Gynaecoserica exilis

Scientific classification
- Kingdom: Animalia
- Phylum: Arthropoda
- Class: Insecta
- Order: Coleoptera
- Suborder: Polyphaga
- Infraorder: Scarabaeiformia
- Family: Scarabaeidae
- Genus: Gynaecoserica
- Species: G. exilis
- Binomial name: Gynaecoserica exilis Ahrens & Fabrizi, 2009

= Gynaecoserica exilis =

- Genus: Gynaecoserica
- Species: exilis
- Authority: Ahrens & Fabrizi, 2009

Species of beetle

Gynaecoserica exilis is a species of beetle of the family Scarabaeidae. It is found in India (Arunachal Pradesh).

==Description==
Adults reach a length of about 5.5–5.8 mm. They have an oblong body. The dorsal surface is yellowish brown with numerous small dark brown dots on the pronotum and elytra.

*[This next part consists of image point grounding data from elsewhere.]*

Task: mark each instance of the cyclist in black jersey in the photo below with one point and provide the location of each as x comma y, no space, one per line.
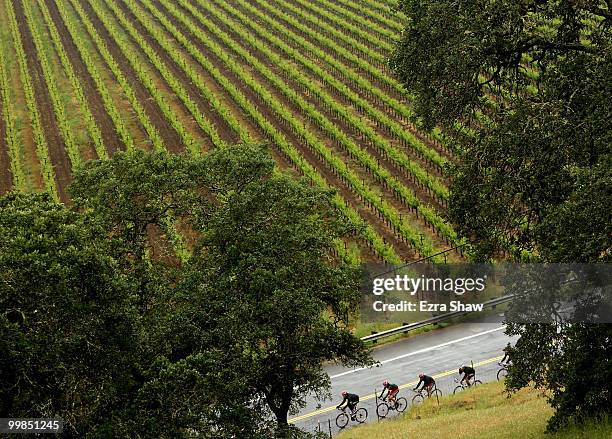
392,390
469,374
428,383
351,400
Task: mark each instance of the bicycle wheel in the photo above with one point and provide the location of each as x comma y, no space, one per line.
361,415
382,410
342,420
401,404
417,399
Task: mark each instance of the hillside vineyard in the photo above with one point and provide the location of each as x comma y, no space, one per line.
80,80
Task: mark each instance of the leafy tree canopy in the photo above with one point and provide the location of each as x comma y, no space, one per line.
530,82
535,175
125,340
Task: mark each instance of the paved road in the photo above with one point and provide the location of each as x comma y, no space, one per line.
437,353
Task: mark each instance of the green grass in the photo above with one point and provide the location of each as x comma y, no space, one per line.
482,413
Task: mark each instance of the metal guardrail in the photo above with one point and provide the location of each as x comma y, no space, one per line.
433,320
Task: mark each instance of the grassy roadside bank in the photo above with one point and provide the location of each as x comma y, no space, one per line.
481,413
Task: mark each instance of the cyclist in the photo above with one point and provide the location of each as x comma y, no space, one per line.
506,358
468,372
392,391
428,383
351,402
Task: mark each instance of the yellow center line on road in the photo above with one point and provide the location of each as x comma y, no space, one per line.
403,386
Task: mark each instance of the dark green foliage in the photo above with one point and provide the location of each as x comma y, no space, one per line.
534,177
123,340
66,318
541,156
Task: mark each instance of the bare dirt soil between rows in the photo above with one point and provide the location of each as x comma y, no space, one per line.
6,181
168,134
96,105
225,132
55,143
405,251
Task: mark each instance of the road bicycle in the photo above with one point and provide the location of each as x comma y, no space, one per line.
421,395
399,405
503,372
463,386
360,415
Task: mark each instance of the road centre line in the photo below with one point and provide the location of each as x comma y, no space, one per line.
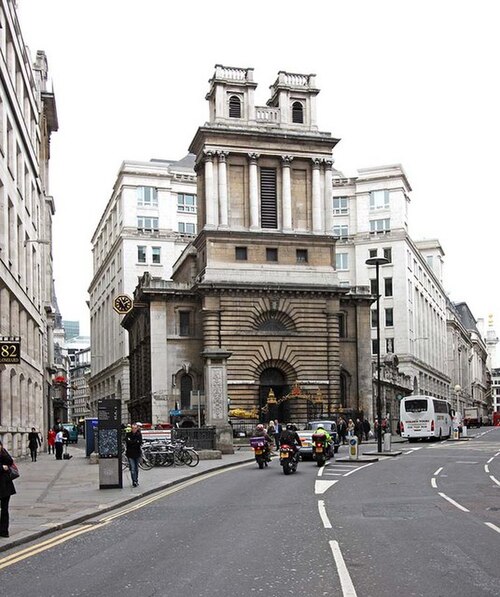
456,504
348,589
492,526
323,515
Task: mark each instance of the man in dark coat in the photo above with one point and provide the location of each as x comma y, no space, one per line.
6,490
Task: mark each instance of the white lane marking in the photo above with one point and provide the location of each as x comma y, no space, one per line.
323,515
456,504
322,486
359,468
492,526
348,589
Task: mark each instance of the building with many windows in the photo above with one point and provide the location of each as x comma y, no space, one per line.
148,220
257,286
370,218
28,117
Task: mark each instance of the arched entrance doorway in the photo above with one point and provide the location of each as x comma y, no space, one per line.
273,379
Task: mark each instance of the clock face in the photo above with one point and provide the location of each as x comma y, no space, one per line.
122,304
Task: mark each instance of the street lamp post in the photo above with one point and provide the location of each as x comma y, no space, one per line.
377,262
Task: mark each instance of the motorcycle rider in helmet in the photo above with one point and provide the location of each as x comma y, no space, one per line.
261,432
320,430
290,437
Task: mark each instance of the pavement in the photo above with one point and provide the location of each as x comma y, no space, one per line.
56,494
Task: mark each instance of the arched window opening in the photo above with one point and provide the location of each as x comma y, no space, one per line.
186,387
234,107
297,113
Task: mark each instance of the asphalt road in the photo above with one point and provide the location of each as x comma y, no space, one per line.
424,523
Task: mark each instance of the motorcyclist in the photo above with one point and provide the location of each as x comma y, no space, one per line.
320,430
261,432
290,437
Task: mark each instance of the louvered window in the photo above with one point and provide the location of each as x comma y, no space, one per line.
268,198
234,107
297,112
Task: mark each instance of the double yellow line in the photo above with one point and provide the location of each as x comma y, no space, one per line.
29,552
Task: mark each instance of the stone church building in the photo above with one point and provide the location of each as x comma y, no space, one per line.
254,303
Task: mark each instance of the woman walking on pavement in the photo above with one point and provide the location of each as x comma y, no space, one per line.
6,489
133,442
34,443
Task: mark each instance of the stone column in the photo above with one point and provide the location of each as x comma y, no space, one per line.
223,206
254,191
316,196
216,403
209,191
286,163
328,197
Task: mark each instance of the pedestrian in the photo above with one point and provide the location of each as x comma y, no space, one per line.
342,429
59,443
34,443
6,489
133,442
51,440
366,428
277,432
358,430
350,427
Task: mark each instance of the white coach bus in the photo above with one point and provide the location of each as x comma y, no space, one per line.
425,417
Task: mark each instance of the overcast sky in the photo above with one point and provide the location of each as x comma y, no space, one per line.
410,82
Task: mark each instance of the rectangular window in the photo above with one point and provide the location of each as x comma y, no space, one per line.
186,202
340,205
240,253
379,200
156,254
268,198
271,254
341,230
186,228
302,256
147,224
341,261
184,323
377,226
147,197
141,254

There is a large blackish spot on each elytron, and the frons and pronotum have a greenish iridescent shine. The antennae and legs are yellowish brown. The dorsal surface is dull and sparsely setose.

==Etymology==
The species name is derived from Latin exilis (meaning small or meagre) and refers to the very short parameres.